Le cinéma albanais est bien trop rare pour que je ne me jette pas sur ce film diffusé sur le service de streaming de Arte. Paru juste après la chute du régime autoritaire du pays, le film dresse un portrait acerbe de son ancien système politique à travers l'histoire d'un homme condamné à tort (ou presque) de ne pas avoir abattu un cheval considéré comme malade, avec toute la métaphore que peut recouvrir cette thématique...
On ne peut pas vraiment dire que l'on soit face à un du grand cinéma, mais le ton me semble suffisamment juste pour décrire correctement l'absurdité d'une dictature militaire sous toutes ses insidiosités.

Sokol si tu nous lis... connais tu ? l'as tu vu ?
Que fut grande ma surprise quand j'ai vu qu'Arte a mis ce film dans son Replay !

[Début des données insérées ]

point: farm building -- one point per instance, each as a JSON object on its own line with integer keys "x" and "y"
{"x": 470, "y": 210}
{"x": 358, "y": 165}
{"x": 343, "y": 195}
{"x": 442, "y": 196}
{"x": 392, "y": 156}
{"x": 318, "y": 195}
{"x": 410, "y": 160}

Oui, je connaissais son existence (qui a profité du fait que, juste après ce qu'on appelle en Albanie "la chute de la dictature communiste", le Kinostudio (le Hollywood ou Le Mosfilm albanais) continuait encore à produire quelques films - sache que jusqu’en 1990, le Kinostudio produisait obligatoirement (je dis bien obligatoirement !) 13 films par ans (autant que les membres du politburo du Parti Communiste ou les 13 apôtres de Jésus de Nazareth :D ) ce que faisait d'Albanie le pays qui produisait le plus grand nombre de films par an au monde par rapport à sa population : 13 film pour 3 millions d'habitant ou 4 film pour 1 million d'habitant - la France produit aujourd’hui 300 films par an, c'est à dire 5 film pour 1 million d'habitant). C'est dire ! C’était vraiment énorme à l'époque (les chaines de Télé chinoise, encore à nos jours diffusent de vieux film albanais puisque le pays était maoïste de 1960 à 1978).

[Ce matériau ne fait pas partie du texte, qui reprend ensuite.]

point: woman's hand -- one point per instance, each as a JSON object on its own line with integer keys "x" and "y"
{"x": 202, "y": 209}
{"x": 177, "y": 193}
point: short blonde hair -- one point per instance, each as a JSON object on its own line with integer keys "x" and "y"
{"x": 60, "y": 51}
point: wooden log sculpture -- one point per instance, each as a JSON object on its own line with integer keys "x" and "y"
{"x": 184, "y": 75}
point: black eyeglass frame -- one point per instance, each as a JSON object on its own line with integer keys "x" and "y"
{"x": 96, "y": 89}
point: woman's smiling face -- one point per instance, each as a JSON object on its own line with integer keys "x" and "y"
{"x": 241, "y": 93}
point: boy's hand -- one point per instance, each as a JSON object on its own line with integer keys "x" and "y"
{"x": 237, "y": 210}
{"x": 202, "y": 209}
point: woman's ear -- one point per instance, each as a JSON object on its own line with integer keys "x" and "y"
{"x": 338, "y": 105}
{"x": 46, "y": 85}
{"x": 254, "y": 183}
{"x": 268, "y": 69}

Bref, "La mort d'un cheval" a profité de cette ancienne dynamique de production, même si il y a déjà déjà l'influence des collaborations étrangère (la musique est écrite par un français : as tu reconnu le générique de "Bas les masques", l'émission de Mireille Dumas dans les année 90 ? :lol: https://www.youtube.com/watch?v=iBlU3wDv4a0 (et dans le film : https://youtu.be/TRKnHKjco2w?t=1279 - la 21:19 minute)

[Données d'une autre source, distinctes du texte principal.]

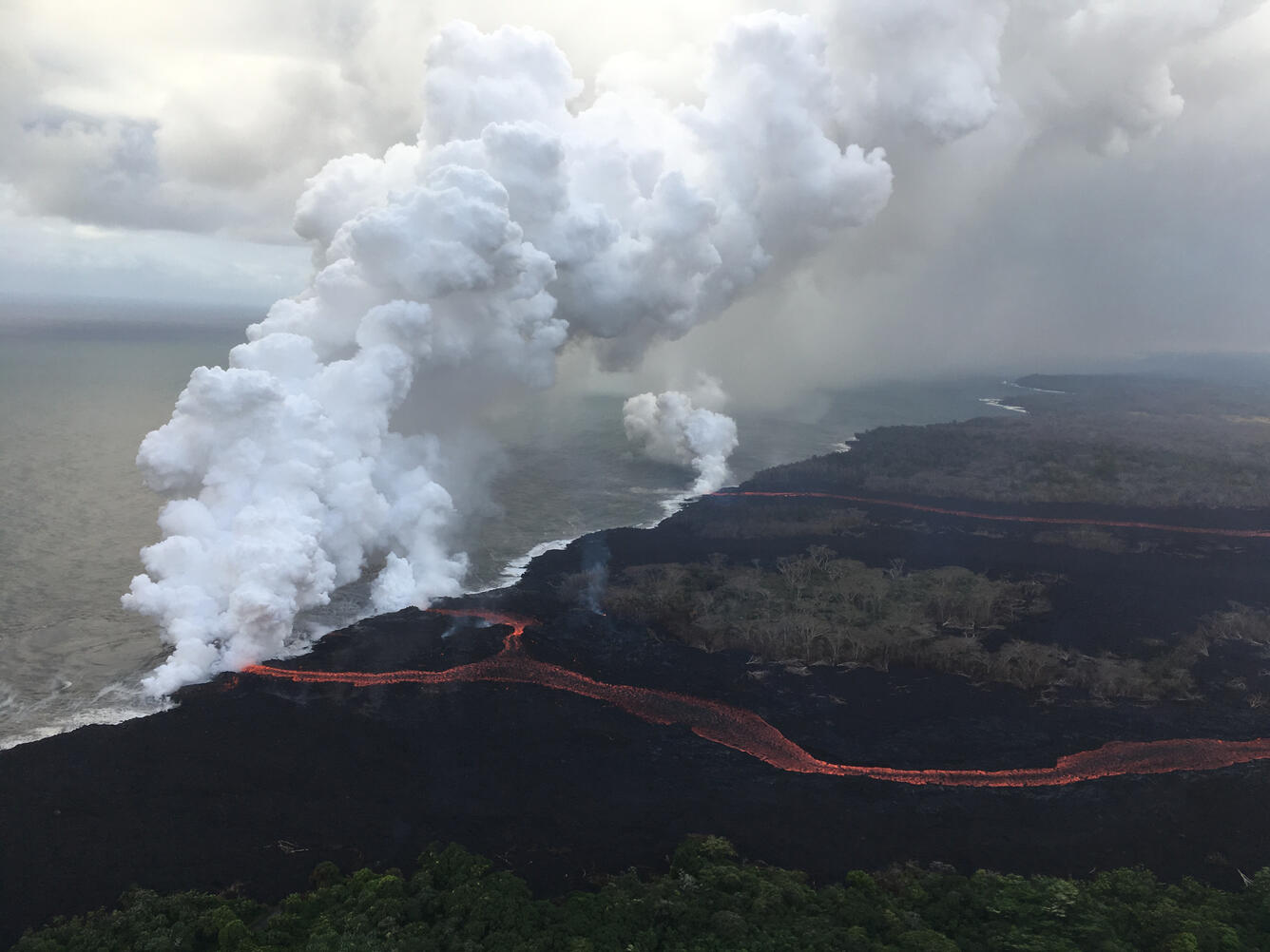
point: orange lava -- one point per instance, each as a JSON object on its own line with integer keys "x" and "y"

Je ne l'avais jamais vu le film, même s'il est depuis la nuit des temps sur Youtube. Là, je l'ai vu vendredi dernier, mais juste les 20-25 premières minutes : impossible d'aller plus loin. Perso j’appelle ça : zéro cinéma. Autrement dit, de l'illustration d'un scénario (on a même l'impression que les images illustrent plutôt la musique ou alors c'est parce que j'ai tellement vite reconnu le générique de "Bas les masques" que j'ai eu un fou rire et je trouvais ça carrément pathétique, foutage de gueule quoi :D

ps: c'est fort dommage car 2 ou 3 ans avant, le Kinostudio produisait des films, certes dans un cadre idéologique (mais, est ce que le cinéma peut échapper à l'idéologie ?? vaste débat), mais nettement mieux cinématographiquement parlant. C'est à dire : qu'on peut les voir dans leurs totalités.
Modifié en dernier par sokol le lun. 4 avr. 2022 12:37, modifié 2 fois.